Assertion: Part 5 was headlined "The High Cost of Deregulation: Joblessness, Bankruptcy, Debt." Barlett and Steele claimed "Competition would create jobs, drive down prices and benefit consumers and businesses alike. That's the theory. The gritty reality...is a little different." The duo concluded "deregulation has meant fewer airlines and higher air fares, more unsafe trucks on the highways, and your tax money diverted to pay for the S&L debacle." Instead of exploring the conservative view that a lack of deregulation made the S&L crisis worse (i.e., continued federal insurance no matter how poorly the S&L is run), the reporters returned to the theme laid out in part one, concluding: "There are more rich people than ever before. There are more poor people than ver before. And the ranks of those in between are shrinking, their standard of living falling."

Reality: More poor than ever? The poverty rate is less than half what it was after World War II. Barlett stood by his assertion: "I don't think there's any doubt about that....The numbers are clearly up." As Census figures prove, real pre-tax incomes of all classes rose from 1981 to 1989, it's just that top groups did better than the middle.

Assertion: Using a soaring airplane for dramatic effect, a chart shows the price of an airline ticket from Philadelphia to Pittsburgh has risen from $86 before deregulation in 1978 to $450 today. The chart included "prices of other goods, had they risen as steeply as the plane ticket," such as a pound of coffee at $14.59 and 19" TV set at $1,977.

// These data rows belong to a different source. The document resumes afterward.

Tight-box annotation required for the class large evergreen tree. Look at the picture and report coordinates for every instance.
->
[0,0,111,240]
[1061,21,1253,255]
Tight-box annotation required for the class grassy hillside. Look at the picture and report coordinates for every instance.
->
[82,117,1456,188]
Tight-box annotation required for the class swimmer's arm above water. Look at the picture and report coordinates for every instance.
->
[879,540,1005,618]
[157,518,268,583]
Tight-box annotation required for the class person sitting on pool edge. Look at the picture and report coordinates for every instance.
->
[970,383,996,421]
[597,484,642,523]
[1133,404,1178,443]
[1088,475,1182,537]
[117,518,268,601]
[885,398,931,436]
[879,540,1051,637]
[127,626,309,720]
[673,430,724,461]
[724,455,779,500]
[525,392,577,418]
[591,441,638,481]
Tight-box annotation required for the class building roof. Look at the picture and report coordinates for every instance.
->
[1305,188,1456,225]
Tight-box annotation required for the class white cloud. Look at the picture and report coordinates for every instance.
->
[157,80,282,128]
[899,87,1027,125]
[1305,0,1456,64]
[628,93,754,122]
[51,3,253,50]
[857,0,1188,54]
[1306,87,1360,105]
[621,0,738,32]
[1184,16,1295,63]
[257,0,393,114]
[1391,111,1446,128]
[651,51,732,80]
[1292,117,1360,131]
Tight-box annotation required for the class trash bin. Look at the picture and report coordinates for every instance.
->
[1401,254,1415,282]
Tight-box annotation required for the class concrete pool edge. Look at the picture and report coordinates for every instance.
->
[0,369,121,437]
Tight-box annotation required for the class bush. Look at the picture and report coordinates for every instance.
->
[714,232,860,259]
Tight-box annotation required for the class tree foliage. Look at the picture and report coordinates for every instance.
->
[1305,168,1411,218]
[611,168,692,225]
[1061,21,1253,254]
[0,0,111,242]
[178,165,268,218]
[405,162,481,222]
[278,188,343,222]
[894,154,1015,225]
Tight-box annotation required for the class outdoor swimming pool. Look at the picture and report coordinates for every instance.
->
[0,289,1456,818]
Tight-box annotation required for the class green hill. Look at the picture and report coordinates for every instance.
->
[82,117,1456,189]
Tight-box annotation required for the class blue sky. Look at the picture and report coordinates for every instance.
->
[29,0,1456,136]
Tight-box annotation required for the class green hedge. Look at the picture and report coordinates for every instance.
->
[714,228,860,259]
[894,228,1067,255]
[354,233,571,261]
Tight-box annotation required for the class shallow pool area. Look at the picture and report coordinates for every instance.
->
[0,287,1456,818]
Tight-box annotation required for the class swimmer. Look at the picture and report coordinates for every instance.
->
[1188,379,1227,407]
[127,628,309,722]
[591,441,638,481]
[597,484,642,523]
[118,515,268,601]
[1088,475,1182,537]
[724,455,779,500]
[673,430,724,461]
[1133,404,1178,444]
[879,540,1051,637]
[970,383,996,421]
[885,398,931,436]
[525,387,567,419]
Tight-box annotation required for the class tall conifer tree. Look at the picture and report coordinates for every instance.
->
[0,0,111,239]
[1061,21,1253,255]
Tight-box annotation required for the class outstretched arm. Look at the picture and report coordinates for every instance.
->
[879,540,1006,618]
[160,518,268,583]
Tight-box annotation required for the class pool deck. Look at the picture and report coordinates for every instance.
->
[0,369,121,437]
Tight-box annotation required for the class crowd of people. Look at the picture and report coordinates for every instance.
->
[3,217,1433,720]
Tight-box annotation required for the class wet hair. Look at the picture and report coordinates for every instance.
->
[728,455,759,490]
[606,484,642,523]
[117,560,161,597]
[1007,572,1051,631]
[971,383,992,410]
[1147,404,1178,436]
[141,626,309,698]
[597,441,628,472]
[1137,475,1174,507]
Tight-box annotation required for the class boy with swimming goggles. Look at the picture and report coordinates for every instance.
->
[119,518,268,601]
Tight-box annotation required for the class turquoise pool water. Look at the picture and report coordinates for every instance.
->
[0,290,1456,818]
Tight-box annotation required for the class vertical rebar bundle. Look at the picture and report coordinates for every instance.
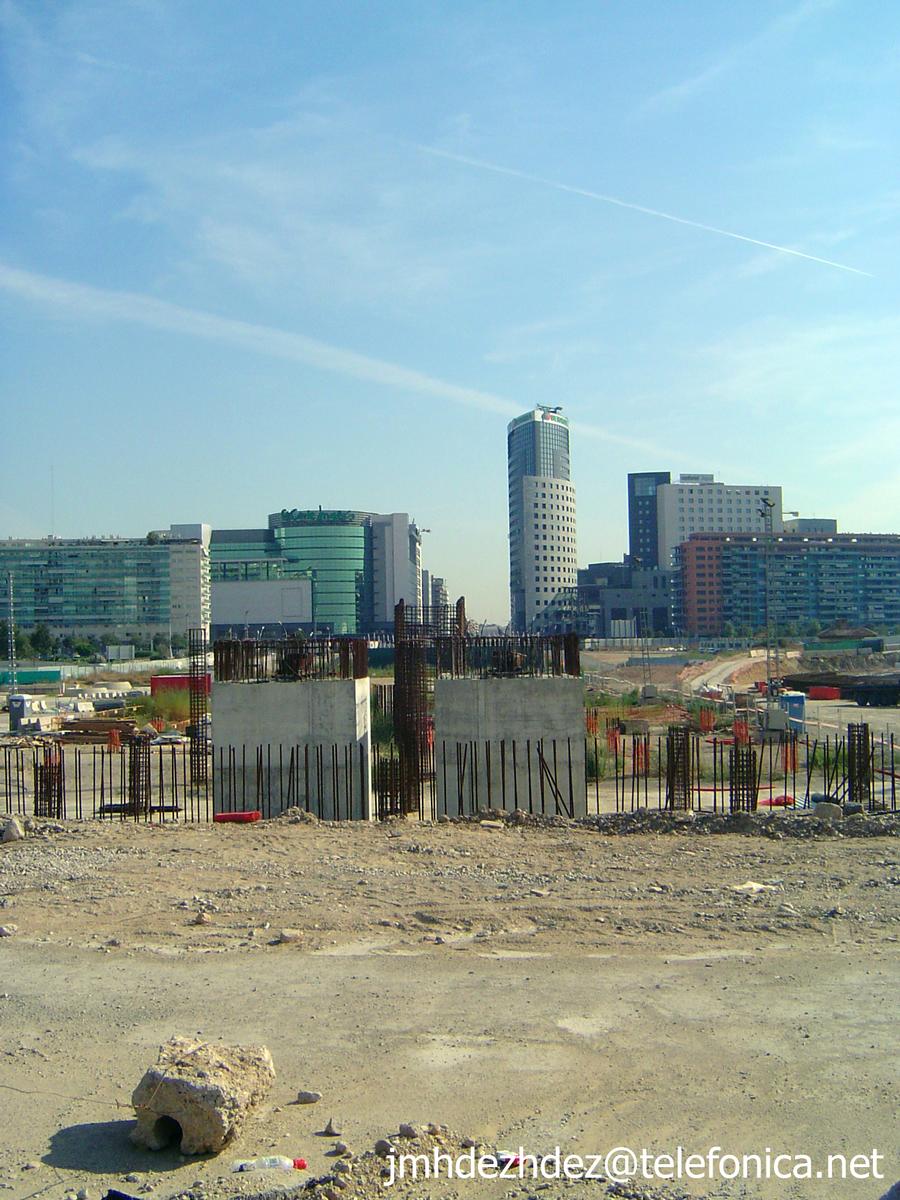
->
[666,725,691,809]
[728,742,758,812]
[187,629,209,786]
[128,738,150,817]
[847,721,874,809]
[35,746,66,821]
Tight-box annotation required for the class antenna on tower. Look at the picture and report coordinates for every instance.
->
[6,571,19,696]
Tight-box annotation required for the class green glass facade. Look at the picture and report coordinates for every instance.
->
[210,509,372,634]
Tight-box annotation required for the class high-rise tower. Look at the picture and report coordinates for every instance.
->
[506,406,577,630]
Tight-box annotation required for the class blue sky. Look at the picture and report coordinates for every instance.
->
[0,0,900,619]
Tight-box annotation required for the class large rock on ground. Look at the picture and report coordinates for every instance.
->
[131,1038,275,1154]
[0,816,25,841]
[812,800,844,824]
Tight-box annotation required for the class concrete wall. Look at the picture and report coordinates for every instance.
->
[212,679,374,821]
[434,677,587,816]
[212,580,312,637]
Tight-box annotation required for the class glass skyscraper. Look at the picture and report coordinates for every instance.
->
[506,406,577,630]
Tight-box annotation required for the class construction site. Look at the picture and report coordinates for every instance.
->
[0,601,900,1200]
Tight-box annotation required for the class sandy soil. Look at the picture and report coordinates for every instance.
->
[0,820,900,1200]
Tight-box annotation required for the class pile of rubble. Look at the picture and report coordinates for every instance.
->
[439,805,900,839]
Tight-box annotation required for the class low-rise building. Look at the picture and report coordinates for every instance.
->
[679,533,900,637]
[0,524,210,644]
[210,509,421,637]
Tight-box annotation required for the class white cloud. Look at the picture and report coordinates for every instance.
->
[637,0,835,115]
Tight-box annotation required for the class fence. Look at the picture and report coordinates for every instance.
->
[0,742,212,821]
[595,725,900,812]
[0,726,900,822]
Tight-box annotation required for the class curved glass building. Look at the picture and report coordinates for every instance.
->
[210,509,421,636]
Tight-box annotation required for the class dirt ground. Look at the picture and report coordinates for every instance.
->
[0,818,900,1200]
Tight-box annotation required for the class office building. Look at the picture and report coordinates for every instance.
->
[210,509,421,637]
[679,533,900,637]
[628,470,672,566]
[506,407,576,630]
[0,524,210,646]
[656,475,782,569]
[781,517,838,533]
[535,558,676,637]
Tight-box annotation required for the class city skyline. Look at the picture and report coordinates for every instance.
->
[0,0,900,623]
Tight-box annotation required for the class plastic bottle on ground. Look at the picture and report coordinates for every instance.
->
[232,1154,306,1171]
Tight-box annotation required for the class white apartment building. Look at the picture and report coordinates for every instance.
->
[656,475,782,569]
[508,408,577,630]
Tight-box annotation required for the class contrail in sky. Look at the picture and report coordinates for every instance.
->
[0,260,664,455]
[418,145,874,278]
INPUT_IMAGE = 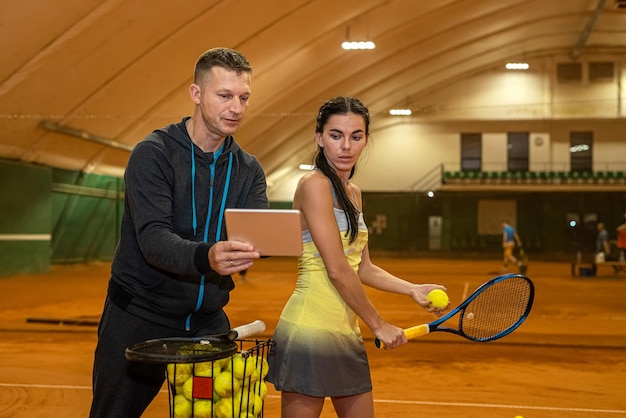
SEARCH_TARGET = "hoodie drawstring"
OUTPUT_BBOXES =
[185,142,233,331]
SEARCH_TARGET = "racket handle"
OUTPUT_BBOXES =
[374,324,430,348]
[231,319,265,340]
[404,324,430,340]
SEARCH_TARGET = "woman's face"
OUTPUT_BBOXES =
[315,113,368,179]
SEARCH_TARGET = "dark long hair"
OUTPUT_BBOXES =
[315,96,370,242]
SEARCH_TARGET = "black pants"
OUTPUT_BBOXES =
[89,298,225,418]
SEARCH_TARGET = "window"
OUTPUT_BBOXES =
[506,132,530,171]
[556,62,583,83]
[569,132,593,172]
[461,133,482,171]
[589,61,615,83]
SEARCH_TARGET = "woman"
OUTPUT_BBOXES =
[268,97,445,418]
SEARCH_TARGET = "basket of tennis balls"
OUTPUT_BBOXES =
[167,340,271,418]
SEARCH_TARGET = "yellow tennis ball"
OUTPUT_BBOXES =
[167,363,193,386]
[426,289,450,309]
[193,361,222,377]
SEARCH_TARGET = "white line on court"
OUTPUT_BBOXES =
[0,382,626,415]
[461,282,469,300]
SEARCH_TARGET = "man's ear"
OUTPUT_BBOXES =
[189,83,201,104]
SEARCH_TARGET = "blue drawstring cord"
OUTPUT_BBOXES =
[185,142,233,331]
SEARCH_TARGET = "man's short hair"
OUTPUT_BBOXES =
[193,47,252,83]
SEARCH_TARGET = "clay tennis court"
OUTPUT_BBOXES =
[0,257,626,418]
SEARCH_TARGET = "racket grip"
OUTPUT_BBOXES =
[404,324,430,340]
[232,319,265,339]
[374,324,430,348]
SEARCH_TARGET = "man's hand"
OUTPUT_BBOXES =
[209,241,261,276]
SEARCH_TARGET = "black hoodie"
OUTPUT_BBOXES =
[109,118,269,330]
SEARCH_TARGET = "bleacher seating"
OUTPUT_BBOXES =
[442,170,626,185]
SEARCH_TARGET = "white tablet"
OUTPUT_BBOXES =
[224,209,302,257]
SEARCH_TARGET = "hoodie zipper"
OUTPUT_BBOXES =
[185,141,233,331]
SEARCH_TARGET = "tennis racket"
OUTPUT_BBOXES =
[374,274,535,348]
[125,320,265,364]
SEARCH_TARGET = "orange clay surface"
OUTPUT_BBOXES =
[0,257,626,418]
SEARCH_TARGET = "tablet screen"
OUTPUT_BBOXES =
[224,209,302,257]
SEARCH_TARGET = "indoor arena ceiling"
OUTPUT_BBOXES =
[0,0,626,185]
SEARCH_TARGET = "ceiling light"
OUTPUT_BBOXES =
[506,62,530,70]
[389,109,413,116]
[341,41,376,49]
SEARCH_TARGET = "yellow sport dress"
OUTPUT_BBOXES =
[268,208,372,397]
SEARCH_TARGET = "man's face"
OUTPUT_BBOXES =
[192,67,251,138]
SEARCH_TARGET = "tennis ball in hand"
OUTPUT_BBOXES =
[426,289,450,309]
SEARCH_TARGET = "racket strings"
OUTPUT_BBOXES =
[460,277,532,341]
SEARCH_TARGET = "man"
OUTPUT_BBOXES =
[595,222,611,259]
[90,48,269,418]
[617,213,626,261]
[502,221,522,272]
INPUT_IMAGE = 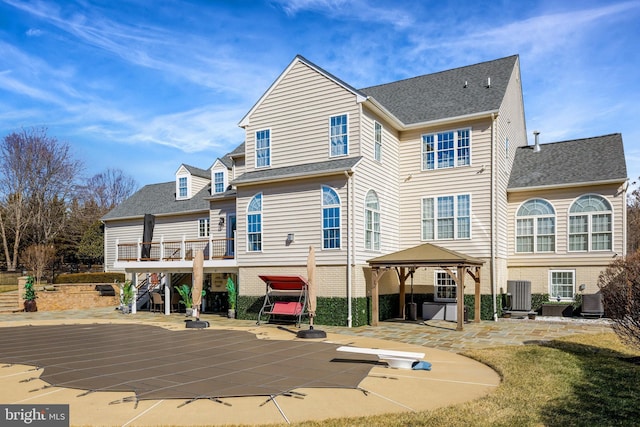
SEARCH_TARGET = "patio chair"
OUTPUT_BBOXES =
[580,293,604,317]
[151,292,164,312]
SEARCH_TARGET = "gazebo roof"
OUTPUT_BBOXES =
[367,243,485,267]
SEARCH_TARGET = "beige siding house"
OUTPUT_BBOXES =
[103,56,626,326]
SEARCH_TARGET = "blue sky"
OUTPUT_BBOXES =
[0,0,640,191]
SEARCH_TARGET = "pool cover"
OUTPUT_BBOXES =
[0,324,377,400]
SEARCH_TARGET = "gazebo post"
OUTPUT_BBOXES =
[456,265,467,331]
[371,268,381,326]
[398,267,407,320]
[473,267,481,323]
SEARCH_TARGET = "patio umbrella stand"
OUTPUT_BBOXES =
[296,246,327,338]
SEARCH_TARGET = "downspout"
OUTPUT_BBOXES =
[491,113,498,322]
[344,171,353,328]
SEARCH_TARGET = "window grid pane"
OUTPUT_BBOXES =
[438,132,454,169]
[373,122,382,161]
[550,271,574,299]
[256,129,271,167]
[457,129,471,166]
[435,272,457,300]
[330,114,348,156]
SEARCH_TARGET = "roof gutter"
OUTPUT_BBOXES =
[507,178,627,193]
[230,159,362,187]
[366,96,500,130]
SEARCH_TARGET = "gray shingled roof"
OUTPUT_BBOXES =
[508,133,627,190]
[182,163,211,179]
[231,156,362,185]
[360,55,518,125]
[102,181,211,221]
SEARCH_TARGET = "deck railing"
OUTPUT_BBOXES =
[116,238,235,262]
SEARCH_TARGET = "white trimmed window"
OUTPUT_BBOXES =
[422,194,471,240]
[373,122,382,162]
[256,129,271,168]
[516,199,556,253]
[422,129,471,170]
[569,194,613,252]
[178,176,189,199]
[364,190,380,251]
[433,270,458,301]
[213,172,225,193]
[198,218,209,237]
[329,114,349,157]
[322,186,340,249]
[247,193,262,252]
[549,270,576,301]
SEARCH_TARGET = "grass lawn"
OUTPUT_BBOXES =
[260,333,640,427]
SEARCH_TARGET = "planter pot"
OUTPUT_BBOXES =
[24,300,38,312]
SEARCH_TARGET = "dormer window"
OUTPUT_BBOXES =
[213,171,225,193]
[178,176,189,199]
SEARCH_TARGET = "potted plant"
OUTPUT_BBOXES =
[118,280,135,314]
[22,276,38,311]
[227,277,238,319]
[176,283,193,317]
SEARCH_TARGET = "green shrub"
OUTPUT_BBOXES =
[53,273,125,285]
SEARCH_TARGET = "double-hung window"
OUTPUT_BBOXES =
[213,172,224,193]
[178,176,189,199]
[256,129,271,168]
[364,190,380,251]
[569,194,613,252]
[329,114,349,157]
[516,199,556,253]
[433,270,457,301]
[247,193,262,252]
[422,129,471,170]
[422,194,471,240]
[373,122,382,162]
[549,270,576,301]
[322,186,340,249]
[198,218,209,237]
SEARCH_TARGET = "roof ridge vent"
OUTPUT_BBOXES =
[533,130,540,153]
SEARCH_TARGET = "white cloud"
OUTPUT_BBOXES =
[26,28,44,37]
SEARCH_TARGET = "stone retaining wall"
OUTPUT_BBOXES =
[28,283,120,311]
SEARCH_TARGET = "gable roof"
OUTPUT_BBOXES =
[360,55,518,126]
[508,133,627,191]
[101,181,211,221]
[231,156,362,186]
[178,163,211,179]
[238,55,366,127]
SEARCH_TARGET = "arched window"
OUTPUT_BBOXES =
[322,186,340,249]
[516,199,556,253]
[247,193,262,252]
[364,190,380,251]
[569,194,613,252]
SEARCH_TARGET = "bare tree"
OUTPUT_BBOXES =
[598,251,640,348]
[21,245,56,286]
[82,169,138,215]
[0,128,82,271]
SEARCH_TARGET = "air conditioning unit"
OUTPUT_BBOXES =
[507,280,531,311]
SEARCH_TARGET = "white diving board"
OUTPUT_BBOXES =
[336,345,424,369]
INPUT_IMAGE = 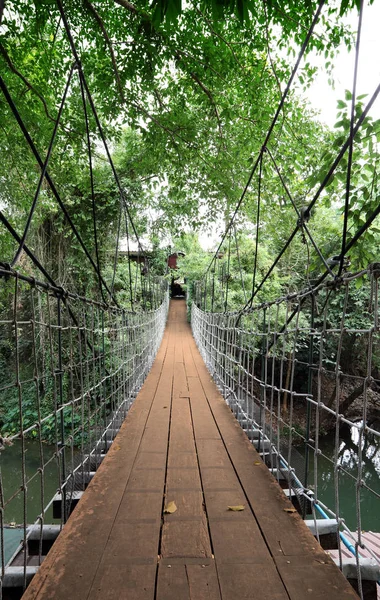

Reality: Prices have risen 110 percent since 1978, so an $86 ticket should now cost $185. In small type the Inquirer chart noted a ticket bought 14 days in advance now costs $118. That's half the inflation rate. A seven-day advance purchase costs $178 to $198, or about the same, adjusting for inflation. The Air Transport Association (ATA) reports that more than 91 percent of all airline passengers buy a discounted ticket.

Assertion: "More than 50,000" airline "employees lost their jobs."

Reality: Many did as inefficient carriers went bankrupt. But many more jobs were created by the expansion of other airlines. ATA figures show 329,000 Americans were employed by the commercial airlines in 1978. Today, 545,000 are.

Barlett told MediaWatch "there are different ways to look at things and you're looking at it a different way. I don't have any trouble with that. I obviously just don't agree with it." He insisted: "We don't set out to prove a point. We didn't spend two years trying to prove a point....We go out and collect information, the information we collect we just follow that, whatever it shows." That's not what his series shows.